Family of Oklahoma senator's son who died in 2013 plane crash suing aircraft manufacturers
TULSA, Okla. (AP) -- The family of a U.S. senator's son who was killed in a plane crash is suing the aircraft's manufacturers.
A lawsuit filed Tuesday in Tulsa County District Court claims the November 2013 crash that killed Perry Dyson Inhofe II, 51, was due to manufacturers not providing proper maintenance on the plane's engine and parts.
Inhofe - a licensed pilot, flight instructor and Tulsa physician - was the son of U.S. Sen. Jim Inhofe. He died after the twin-engine aircraft he was flying crashed about 5 miles north of the Tulsa International Airport runway and caught fire.

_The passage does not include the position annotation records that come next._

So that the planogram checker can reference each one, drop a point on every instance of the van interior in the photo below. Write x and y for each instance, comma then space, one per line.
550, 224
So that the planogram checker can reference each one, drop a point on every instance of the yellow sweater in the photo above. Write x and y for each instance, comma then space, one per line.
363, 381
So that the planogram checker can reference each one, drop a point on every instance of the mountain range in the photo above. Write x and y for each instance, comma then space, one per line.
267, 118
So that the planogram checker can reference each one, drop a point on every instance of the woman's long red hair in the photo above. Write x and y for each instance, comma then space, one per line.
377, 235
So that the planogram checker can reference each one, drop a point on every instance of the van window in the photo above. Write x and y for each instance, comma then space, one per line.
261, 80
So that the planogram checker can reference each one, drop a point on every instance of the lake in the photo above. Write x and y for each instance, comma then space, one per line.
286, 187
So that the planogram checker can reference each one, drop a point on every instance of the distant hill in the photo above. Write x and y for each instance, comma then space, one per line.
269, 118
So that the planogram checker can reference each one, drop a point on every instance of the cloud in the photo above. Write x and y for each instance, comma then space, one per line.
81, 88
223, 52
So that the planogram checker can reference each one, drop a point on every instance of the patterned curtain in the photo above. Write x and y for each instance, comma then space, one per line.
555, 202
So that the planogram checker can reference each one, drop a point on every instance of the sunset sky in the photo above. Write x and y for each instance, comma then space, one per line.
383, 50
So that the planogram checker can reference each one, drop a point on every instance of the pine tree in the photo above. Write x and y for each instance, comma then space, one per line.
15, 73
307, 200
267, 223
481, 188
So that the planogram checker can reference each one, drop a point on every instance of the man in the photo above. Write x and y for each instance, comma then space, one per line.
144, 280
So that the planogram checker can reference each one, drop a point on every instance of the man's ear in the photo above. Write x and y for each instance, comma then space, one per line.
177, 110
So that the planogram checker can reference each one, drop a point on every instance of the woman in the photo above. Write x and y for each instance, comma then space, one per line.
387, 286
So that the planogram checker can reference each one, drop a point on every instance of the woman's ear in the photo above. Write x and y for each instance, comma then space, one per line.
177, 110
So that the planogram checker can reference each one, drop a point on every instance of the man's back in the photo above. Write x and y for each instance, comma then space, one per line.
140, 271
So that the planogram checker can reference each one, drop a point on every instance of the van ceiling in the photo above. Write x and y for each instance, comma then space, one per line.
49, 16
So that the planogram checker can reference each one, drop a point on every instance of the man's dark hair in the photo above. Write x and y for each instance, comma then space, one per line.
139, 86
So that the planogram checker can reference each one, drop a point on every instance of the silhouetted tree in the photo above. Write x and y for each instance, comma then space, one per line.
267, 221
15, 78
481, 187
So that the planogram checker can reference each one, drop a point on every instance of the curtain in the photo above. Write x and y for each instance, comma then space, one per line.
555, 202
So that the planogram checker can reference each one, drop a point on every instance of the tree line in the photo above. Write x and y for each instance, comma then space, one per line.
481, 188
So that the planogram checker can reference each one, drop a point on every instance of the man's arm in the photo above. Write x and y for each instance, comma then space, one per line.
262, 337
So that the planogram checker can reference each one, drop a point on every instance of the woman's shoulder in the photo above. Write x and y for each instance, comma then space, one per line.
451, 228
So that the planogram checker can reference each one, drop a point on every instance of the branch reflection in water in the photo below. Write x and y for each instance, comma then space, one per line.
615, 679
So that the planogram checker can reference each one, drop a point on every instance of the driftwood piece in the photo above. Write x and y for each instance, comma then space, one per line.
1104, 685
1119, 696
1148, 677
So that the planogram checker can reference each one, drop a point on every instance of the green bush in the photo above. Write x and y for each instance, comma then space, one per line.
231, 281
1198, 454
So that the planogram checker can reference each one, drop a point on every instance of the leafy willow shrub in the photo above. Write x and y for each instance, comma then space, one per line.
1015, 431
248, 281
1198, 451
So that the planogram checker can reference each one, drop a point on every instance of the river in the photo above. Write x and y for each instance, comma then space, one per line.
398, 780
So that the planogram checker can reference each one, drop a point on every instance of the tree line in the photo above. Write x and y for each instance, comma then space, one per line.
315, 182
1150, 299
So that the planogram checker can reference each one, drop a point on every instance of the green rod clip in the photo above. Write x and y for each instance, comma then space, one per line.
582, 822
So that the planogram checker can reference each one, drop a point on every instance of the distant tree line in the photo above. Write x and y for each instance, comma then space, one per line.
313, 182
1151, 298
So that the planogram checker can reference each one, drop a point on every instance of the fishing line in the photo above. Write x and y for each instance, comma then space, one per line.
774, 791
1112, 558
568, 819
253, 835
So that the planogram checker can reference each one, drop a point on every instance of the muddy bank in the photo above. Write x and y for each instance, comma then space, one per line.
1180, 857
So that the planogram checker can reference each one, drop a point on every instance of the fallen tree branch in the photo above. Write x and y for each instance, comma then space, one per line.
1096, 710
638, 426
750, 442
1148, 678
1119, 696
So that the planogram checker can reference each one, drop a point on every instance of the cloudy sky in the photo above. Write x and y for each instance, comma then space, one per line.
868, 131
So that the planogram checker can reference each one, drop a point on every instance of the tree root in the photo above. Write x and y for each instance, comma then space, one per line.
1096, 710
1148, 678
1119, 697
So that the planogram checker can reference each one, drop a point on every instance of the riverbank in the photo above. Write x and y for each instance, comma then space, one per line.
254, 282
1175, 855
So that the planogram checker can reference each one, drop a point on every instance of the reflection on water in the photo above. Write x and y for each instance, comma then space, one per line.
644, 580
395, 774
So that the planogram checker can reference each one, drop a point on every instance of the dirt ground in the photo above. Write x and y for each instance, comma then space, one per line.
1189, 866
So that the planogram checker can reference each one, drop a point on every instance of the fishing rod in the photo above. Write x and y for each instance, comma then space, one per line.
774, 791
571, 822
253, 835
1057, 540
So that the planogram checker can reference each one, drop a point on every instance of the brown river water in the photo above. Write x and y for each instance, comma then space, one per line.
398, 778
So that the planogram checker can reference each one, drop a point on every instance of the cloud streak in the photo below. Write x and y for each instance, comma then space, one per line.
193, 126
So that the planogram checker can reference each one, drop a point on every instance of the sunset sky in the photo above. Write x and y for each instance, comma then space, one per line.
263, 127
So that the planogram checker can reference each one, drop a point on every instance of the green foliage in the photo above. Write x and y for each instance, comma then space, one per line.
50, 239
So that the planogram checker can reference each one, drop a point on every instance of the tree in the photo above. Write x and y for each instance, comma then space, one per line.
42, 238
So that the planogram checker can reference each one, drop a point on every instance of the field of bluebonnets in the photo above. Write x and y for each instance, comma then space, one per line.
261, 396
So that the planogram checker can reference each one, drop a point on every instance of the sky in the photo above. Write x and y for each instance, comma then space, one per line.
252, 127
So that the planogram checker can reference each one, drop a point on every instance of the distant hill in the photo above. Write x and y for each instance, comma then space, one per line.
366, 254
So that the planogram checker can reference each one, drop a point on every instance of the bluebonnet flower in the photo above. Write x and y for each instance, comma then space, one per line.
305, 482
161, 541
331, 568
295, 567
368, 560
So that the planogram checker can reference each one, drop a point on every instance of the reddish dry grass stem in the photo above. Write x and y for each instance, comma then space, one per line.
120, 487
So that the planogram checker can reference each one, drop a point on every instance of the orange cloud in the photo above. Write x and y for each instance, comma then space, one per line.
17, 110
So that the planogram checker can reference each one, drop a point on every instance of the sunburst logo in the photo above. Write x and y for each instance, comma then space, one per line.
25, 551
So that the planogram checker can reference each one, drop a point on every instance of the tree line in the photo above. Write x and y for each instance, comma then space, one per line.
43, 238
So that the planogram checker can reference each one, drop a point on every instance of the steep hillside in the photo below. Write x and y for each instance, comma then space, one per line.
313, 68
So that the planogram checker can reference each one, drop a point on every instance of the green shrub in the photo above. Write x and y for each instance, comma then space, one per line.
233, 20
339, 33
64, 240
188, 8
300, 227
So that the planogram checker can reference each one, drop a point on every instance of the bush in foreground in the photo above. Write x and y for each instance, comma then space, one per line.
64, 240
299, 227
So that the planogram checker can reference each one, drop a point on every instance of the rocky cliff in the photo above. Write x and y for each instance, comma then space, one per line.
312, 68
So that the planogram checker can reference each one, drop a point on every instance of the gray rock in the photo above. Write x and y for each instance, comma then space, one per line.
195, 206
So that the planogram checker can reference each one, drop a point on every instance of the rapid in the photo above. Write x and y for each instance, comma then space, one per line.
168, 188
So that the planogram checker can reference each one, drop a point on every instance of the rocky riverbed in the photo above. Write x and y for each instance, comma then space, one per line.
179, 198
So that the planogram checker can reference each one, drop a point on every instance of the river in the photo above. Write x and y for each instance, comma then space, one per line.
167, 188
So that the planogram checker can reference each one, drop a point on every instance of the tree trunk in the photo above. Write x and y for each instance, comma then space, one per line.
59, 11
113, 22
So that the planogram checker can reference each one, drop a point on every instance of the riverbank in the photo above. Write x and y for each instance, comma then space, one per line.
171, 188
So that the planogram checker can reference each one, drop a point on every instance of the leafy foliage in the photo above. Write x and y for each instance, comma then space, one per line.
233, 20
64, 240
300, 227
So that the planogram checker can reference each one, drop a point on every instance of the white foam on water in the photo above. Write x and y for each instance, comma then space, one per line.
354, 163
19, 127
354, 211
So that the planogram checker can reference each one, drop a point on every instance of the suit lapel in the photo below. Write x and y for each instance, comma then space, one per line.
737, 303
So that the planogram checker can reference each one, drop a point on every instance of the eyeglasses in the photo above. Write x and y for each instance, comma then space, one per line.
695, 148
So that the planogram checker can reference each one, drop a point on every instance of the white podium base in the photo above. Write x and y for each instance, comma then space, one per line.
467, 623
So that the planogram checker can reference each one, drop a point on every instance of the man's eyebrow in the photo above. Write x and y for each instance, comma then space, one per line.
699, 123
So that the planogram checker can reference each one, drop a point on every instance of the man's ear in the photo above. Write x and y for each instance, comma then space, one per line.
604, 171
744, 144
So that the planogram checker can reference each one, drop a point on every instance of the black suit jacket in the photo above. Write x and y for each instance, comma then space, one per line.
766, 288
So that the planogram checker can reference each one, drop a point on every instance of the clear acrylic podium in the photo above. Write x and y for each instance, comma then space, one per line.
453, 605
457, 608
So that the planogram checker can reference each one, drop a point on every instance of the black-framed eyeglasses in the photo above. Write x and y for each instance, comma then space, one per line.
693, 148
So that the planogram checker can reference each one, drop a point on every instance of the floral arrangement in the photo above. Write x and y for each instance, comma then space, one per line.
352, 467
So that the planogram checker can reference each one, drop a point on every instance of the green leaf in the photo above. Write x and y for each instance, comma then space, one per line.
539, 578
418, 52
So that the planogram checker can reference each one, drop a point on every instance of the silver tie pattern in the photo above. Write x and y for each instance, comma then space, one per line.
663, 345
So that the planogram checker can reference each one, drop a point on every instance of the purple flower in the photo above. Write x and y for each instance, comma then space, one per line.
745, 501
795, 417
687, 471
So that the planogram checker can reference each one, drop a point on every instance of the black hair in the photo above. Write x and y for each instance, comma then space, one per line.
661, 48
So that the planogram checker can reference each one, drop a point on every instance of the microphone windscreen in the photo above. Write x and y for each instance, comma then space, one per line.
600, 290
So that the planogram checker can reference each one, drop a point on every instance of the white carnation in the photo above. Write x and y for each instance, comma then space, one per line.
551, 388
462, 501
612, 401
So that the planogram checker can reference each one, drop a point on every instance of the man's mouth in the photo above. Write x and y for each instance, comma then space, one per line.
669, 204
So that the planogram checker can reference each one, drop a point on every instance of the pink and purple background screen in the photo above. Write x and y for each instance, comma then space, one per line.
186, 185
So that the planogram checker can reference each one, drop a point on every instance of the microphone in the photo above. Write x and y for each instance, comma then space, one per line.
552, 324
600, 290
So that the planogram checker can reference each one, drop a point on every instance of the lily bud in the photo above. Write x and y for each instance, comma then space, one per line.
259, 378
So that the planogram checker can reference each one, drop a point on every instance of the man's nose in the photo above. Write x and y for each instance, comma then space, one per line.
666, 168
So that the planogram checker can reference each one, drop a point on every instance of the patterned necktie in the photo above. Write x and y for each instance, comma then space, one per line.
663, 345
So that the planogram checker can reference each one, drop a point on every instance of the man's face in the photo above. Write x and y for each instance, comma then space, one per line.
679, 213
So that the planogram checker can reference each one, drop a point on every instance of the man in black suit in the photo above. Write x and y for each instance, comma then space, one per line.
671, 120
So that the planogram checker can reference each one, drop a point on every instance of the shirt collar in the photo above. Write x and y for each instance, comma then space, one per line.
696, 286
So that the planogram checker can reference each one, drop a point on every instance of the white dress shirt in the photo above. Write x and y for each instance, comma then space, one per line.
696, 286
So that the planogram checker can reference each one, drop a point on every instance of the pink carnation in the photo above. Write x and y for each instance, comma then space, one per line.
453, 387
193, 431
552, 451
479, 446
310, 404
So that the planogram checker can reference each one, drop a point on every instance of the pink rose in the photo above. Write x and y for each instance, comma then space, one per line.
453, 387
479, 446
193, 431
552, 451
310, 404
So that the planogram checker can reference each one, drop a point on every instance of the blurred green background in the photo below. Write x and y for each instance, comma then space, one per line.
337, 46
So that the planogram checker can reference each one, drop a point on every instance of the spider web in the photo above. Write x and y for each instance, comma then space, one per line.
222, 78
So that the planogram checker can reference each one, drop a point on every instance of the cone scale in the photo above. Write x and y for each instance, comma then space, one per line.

"This accident has devastated the Inhofe family, and we intend to find accountability from those responsible," said the family's attorney, William Angelley, in a statement.
The suit, which asks for at least $75,000 in damages, names Honeywell International Inc., Standard Aero, Standard Aero (Alliance) Inc. and International Jet Service Corp. as defendants, the Tulsa World ( http://bit.ly/1x2h7Ea ) reported.
Honeywell spokesman Scott Sayres said in a statement that the company "firmly believes neither its engines nor any of its other products were responsible for this tragic accident."
"Honeywell takes great pride in our products and their long history of safe and reliable performance," Sayres said.
International Jet Service declined to comment Wednesday, and StandardAero said it doesn't comment on pending litigation. A message was left with Standard Aero (Alliance) Inc.
A federal accident report said Inhofe didn't "appropriately manage" the aircraft when one of its engines failed. The plane should have been operable in a one-engine condition, and weather wasn't a factor in the accident, the National Transportation Safety Board said in its probable cause report.
Angelley calls the report "absolute nonsense" in saying the plane should have been flyable with a single engine. He said the left engine shut down after the plane's gear and flaps already had been lowered, setting up an "impossible situation" for Inhofe.
"Virtually no one could have recovered from that," he said. "There was simply too much drag and not enough power."
Authorities say Inhofe was conducting his first solo flight in the Mitsubishi MU-2 plane from Salina, Kansas, to Tulsa when he overshot the airport's runway.